傷痕累累的少年滿是恨意的眼中,露出一片不可置信盯著力屠,猛然開口打斷力屠的話:“不可能,你怎麼會認識他?”
力屠邪邪笑道:“從某種意義上來說,他是我師傅。”
青衣少年渾身一顫,突然瘋狂的哈哈大笑起來:“他是你師傅?你一個廢材,連武道都不能堪破,他會收你做徒弟?哈哈哈哈……”

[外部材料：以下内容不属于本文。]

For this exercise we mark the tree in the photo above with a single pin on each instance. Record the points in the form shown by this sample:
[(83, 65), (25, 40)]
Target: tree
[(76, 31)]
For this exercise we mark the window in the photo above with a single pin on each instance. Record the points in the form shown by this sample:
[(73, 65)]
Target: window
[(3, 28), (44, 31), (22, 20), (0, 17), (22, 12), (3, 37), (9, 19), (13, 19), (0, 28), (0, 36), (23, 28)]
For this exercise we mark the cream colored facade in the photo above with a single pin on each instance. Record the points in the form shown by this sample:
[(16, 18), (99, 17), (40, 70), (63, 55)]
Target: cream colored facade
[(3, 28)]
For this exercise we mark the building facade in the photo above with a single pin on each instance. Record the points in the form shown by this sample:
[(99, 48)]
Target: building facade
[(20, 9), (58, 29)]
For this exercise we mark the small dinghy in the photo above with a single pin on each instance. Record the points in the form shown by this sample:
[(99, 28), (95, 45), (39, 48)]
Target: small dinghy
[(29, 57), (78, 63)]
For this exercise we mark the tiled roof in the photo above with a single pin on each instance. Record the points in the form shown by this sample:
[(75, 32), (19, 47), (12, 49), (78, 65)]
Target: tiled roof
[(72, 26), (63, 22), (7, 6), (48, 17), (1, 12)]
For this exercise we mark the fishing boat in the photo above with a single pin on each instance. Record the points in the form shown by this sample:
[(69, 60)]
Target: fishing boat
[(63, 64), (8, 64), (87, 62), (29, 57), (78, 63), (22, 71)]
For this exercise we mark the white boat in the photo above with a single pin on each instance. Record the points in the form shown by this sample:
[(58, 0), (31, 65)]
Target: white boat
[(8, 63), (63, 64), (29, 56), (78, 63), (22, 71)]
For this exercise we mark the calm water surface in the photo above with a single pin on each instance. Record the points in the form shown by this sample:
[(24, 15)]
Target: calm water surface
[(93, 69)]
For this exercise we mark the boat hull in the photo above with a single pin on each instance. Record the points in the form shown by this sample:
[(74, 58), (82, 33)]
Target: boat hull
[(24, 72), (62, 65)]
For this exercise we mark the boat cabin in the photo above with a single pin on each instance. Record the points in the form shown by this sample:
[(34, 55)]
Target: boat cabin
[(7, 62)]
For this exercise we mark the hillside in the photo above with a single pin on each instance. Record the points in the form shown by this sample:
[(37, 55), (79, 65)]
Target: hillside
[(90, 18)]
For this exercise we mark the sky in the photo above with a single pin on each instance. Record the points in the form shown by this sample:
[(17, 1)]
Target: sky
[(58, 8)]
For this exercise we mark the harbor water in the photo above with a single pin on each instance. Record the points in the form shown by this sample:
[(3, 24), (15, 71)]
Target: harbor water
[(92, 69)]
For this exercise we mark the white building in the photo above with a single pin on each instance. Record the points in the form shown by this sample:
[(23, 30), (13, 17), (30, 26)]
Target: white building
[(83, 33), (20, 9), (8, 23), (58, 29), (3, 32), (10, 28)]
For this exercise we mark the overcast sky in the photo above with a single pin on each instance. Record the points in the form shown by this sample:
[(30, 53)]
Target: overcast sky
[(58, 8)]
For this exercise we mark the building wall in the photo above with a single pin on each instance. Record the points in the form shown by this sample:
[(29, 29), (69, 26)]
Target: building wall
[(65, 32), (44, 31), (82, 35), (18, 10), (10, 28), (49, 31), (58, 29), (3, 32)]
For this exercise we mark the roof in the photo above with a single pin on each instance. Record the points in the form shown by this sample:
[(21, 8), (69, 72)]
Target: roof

少年瘋狂的笑聲在陰暗的地牢裡迴盪,引得盡頭牢房中那少女,急聲喚道:“師兄,師兄,你怎麼了?你怎麼了?”
力屠看著青衣少年瘋狂的發笑,裂了裂嘴:“告訴我他是誰?我給你師妹一條雞腿。”
青衣少年依舊瘋狂的哈哈大笑著,對著力屠搖頭不斷:“你連他都不知道,還敢說是他的徒弟。如果這話被他聽到了,你瞬間就會死得悽慘無比。”
力屠笑笑:“那是我的事,這是我的第一個問題。”
青衣少年瘋狂大笑聲中,不屑的盯著力屠:“我告訴你又能怎麼樣?你這個廢武永遠找不到他,也見不到他。”
“那是我的事,你只需要告訴我他是誰?就能為你師妹贏得一條雞腿。”力屠笑笑,對旁邊的谷宇揮了揮手:“去弄點好吃的。”